August 21, 2014

Mass Killings and the Good Old Days

On some message board or another, I saw somebody posting a link to an interactive map from USA Today. It quickly degenerated into a dogmatic flame war about how horrible guns are or aren't, with various racist jabs based on locations. I, being a nerd, took one look at the map and made a quip that killed the whole thread: "Look! Somebody has re-invented the population density map!" (I say things like that.) To my eye, all it really showed is how dense the US population might be. Then somebody finally threw out a comment that got it all roiling again. To wit, that it's all due to the breakdown of American society since the "good old days".

That got me to thinking. My off-the-cuff remark about population maps might or might not be quite on the button, but I really knew nothing about the frequency of mass murder in the USA over time, certainly not since the "good old days". My dachshund-like instincts triggered, I had to dig to the bottom of this. I gleaned the "rampage killing" events that occurred in the USA from the appropriate Wikipedia articles. Yes, I know, but it's a free source, and I did spot checking for several of the entries.

I pulled out information on mass killings that fell into the categories of "school massacres", "workplace killings" (with a subcategory for military), "religious, political, or racial", "familicides", "home intruders", and "rampage killers". "Rampage Killers" was further subdivided into "Vehicular" and "Other Methods". I found that bizarre, since there were examples classified as "school massacres" that used only a vehicle as the weapon, but they were not also classified as "vehicular". So, I collapsed the "vehicular" and "other methods" in with generic "rampage". I also combined non-military and military workplace killings. To make things crazier, Wikipedia has various pages outlining what it called "terrorism" in the USA, but they disagree over what constitutes a terrorist act and likewise classify killings done for insurance fraud as "terrorism". I gleaned the mass killings that I could find under "terrorism" and either reclassified them to "Religious/Racial" (for race riots or killings based entirely on the victims' religion without specific political context) or as "Terrorism", defined as an intentional attack upon civilians for a specific political purpose. This left me with the categories of "Workplace", "Terrorism", "School Attacks", "Religious/Racial", "Rampage", "Home Intrusion", and "Familicide". But how to compare those with the "good old days". There are a lot of ways to slice up time. Individual years is too fine for this purpose, decades seem to arbitrary. "Generations" seem to be a good place to at least start.

GenerationBirth YearsDominant Years
Baby Boom1943–19601982–2004

Is there a difference in mass killings by generation? There are a lot of ways that cake could be sliced. I picked Strauss and Howe's Generations: The History of America's Future. (1992. Harper Collins). Most of us are roughly familiar with it, even if we don't know it. It does have its flaws. they get a bit kooky, but it has seemed to be roughly useful. The relevant Strauss & Howe generations are thus:

"Birth Years" are the years that members of a given generation were born in. While useful for saying when a generation begins, it's a lousy way to describe when a generation was influential. Taking the name "GI Generation" as a guide, I decided that a generation's major "Dominant Years" are the "Birth Years" of the generation two steps after their own. Thus, the GI Generation was the major cultural force in the USA during the time that the Baby Boomers were born. Finally, I looked up population by state and year from the US Census Bureau.
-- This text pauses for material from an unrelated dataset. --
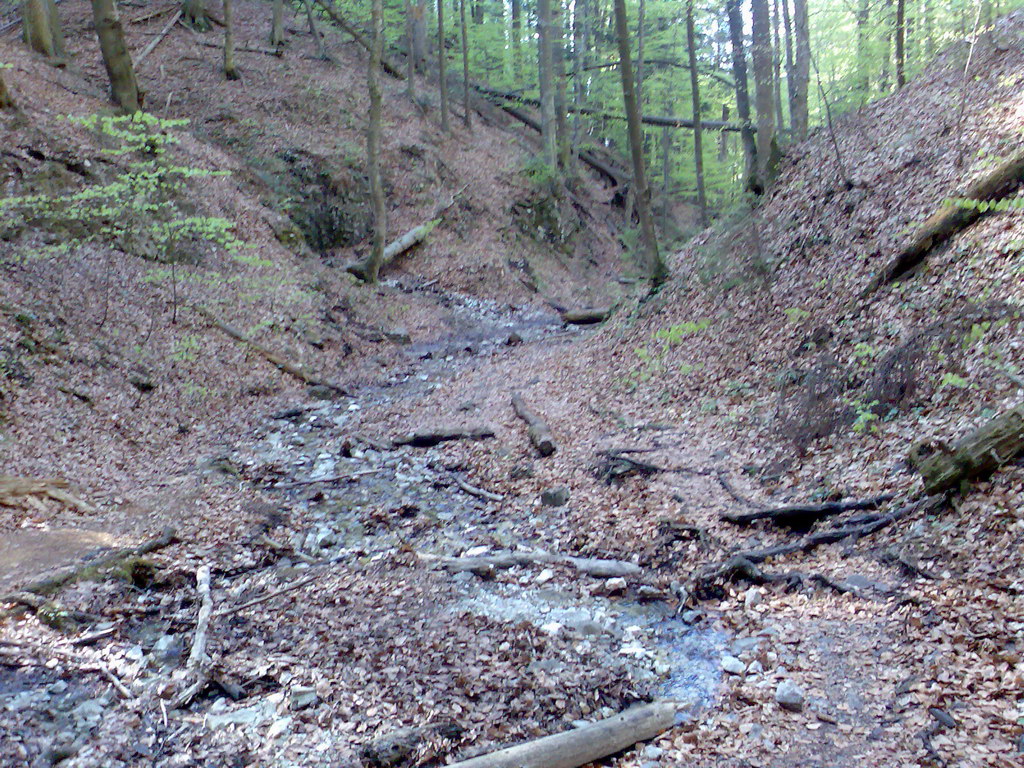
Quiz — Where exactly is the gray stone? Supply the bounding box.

And what do I do with all that? Raw event counts are often useless. If there are more people, anybody reasonable would expect more of any kind of event to happen. So, the thing to do is to adjust events for people. This makes a very big difference when you're talking about risk. I'll put it another way. In 2000, there were three mass killings in the USA. In 1902, there were three mass killings in the USA. Does that mean the risk of a mass murder occurring in the USA was equal in 1902 and 2000? No, because risk takes into account all the other times an event might have occurred but didn't. If an intersection has 10 collisions per year, it's a much bigger deal if the intersection only has 20 cars using it in that year than if it has 2000 cars using it. The same is true for these mass killings. Taking population into account, 1902 was three and a half times as dangerous for mass killing events to occur than was 2000. Well, then, divide the number of mass killings by population, group by generation, and voila! (Pardon my French.)

Population-Adjusted Mass Killings
by Generation and Type

Just use a minute to take this figure in. It's a lot if you're not used to fancy graphics or scientific papers, but it actually is sensible if you take it in stages. First, the height of each column (or stack) is the population-adjusted average of mass killings per year, by generation. I multiplied these numbers by a billion. Yes, a billion. Why a billion? Because, even if they are plastered all over the news, mass killings are a very rare event in terms of total US population. I multiplied by a billion just so the numbers would be readable.

You'll notice the columns are actually stacks of different colors. This is so you could see how the total mass killings were split among different types. If you roll your mouse over each stack, you'll get its summary. The letters above each stack are from what is called a "multiple range test", which is used to divide up samples that have more than one category. If a stack shares a letter with another stack, it's not considered statistically different (in total height) from that other stack. If you want the details on all of this, I've got a nerd's only section at the end where I go through the nuts and bolts of the modeling I did.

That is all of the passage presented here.